On $S^{\mathbb{Z}}$, consider the equivalence relation $$ x\sim y~\Leftrightarrow~x=\sigma^p(y)\text{ for some }p\in\mathbb{Z}. $$ That is, $x$ is equivalent to $y$ if $x$ is a shifted version of $y$ and vice versa.
Let $\pi\colon S^{\mathbb{Z}}\to S^{\mathbb{Z}}/\sim,~~x\mapsto [x]$ be the canonical projection.
On $S^{\mathbb{Z}}/\sim$, we consider the quotient topology, i.e. $$ A\subseteq S^{\mathbb{Z}}/\sim\text{ open }~\Leftrightarrow~\pi^{-1}(A)\text{ open in }S^{\mathbb{Z}}. $$
I would like to describe the open sets $A\subseteq S^{\mathbb{Z}}/\sim$ concretely.
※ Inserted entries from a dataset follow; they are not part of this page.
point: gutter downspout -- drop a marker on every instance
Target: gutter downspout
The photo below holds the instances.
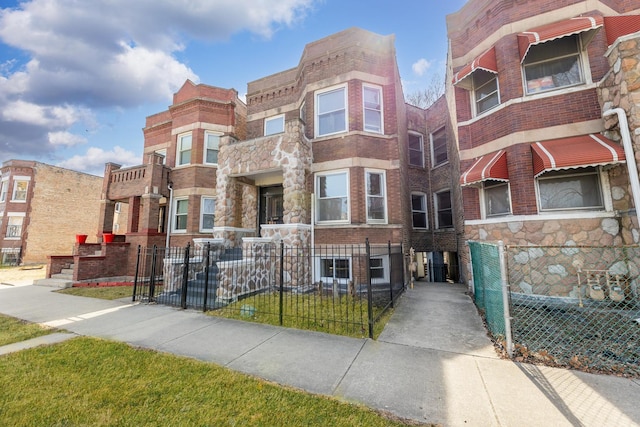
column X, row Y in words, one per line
column 629, row 154
column 169, row 214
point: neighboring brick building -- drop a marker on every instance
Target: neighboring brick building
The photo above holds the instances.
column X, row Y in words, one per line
column 42, row 208
column 529, row 84
column 320, row 154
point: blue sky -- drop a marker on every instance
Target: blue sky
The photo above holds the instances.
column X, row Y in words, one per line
column 78, row 78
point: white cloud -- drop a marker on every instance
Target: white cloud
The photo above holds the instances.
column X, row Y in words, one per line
column 421, row 66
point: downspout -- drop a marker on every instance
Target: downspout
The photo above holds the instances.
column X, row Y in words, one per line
column 629, row 154
column 169, row 214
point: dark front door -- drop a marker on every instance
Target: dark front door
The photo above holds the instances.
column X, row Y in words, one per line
column 271, row 209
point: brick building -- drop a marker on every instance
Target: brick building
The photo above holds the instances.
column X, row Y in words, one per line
column 325, row 153
column 39, row 210
column 532, row 89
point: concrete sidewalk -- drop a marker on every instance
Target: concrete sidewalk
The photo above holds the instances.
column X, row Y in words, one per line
column 432, row 363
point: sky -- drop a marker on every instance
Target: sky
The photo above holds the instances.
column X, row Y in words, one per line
column 78, row 78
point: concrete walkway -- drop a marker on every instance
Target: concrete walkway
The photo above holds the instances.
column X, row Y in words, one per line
column 432, row 363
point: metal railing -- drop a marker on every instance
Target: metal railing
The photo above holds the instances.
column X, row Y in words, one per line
column 336, row 288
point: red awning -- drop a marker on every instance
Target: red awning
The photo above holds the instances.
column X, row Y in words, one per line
column 618, row 26
column 557, row 30
column 491, row 166
column 486, row 61
column 575, row 152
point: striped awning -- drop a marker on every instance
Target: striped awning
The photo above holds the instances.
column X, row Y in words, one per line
column 557, row 30
column 486, row 61
column 575, row 152
column 491, row 166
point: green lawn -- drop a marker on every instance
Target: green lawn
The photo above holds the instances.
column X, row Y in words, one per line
column 87, row 381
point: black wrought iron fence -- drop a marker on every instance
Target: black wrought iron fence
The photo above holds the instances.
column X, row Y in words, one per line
column 334, row 288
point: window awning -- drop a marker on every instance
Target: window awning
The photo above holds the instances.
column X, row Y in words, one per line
column 486, row 61
column 618, row 26
column 557, row 30
column 491, row 166
column 575, row 152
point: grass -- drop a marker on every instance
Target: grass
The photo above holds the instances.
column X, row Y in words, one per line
column 14, row 330
column 344, row 316
column 86, row 381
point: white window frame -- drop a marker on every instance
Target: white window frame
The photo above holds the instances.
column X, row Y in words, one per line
column 207, row 134
column 423, row 196
column 16, row 180
column 410, row 150
column 179, row 150
column 318, row 94
column 203, row 213
column 380, row 127
column 383, row 196
column 603, row 186
column 318, row 198
column 431, row 138
column 273, row 121
column 175, row 214
column 436, row 209
column 581, row 58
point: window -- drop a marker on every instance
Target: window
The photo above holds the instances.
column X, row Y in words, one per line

Since we know how the base in $S^{\mathbb{Z}}$ looks like, this should be possible.
------- Here is what I tried.
A set $A\subseteq S^{\mathbb{Z}}/\sim$ is open iff $\pi^{-1}(A)$ can be written as an union of cylinder sets since the cylinder seits form a base.
I think another useful lemma is that $$ A\subseteq S^{\mathbb{Z}}/\sim\text{ open }~\Leftrightarrow~\bigcup_{[a]\in A}[a]\text{ is open in }S^{\mathbb{Z}}. $$
So my idea is to find those $A\subseteq S^{\mathbb{Z}}/\sim$ for which $\bigcup_{[a]\in A}[a]$ can be written as an union of cylinder sets.
If I am not mistaken, I think for each $A\subseteq S^{\mathbb{Z}}/\sim$, we have that $\bigcup_{[a]\in A}[a]$ is at least contained in some open set, for example $$ \bigcup_{[a]\in A}[a]\subseteq\bigcup_{[a]\in A}\bigcup_{p\in\mathbb{Z}}\{x\in S^{\mathbb{Z}}:(x_{-n},\ldots,x_n)=\sigma^p(a)_{[-n,n]}\} $$ for some $n\in\mathbb{N}$.
But this does not really help...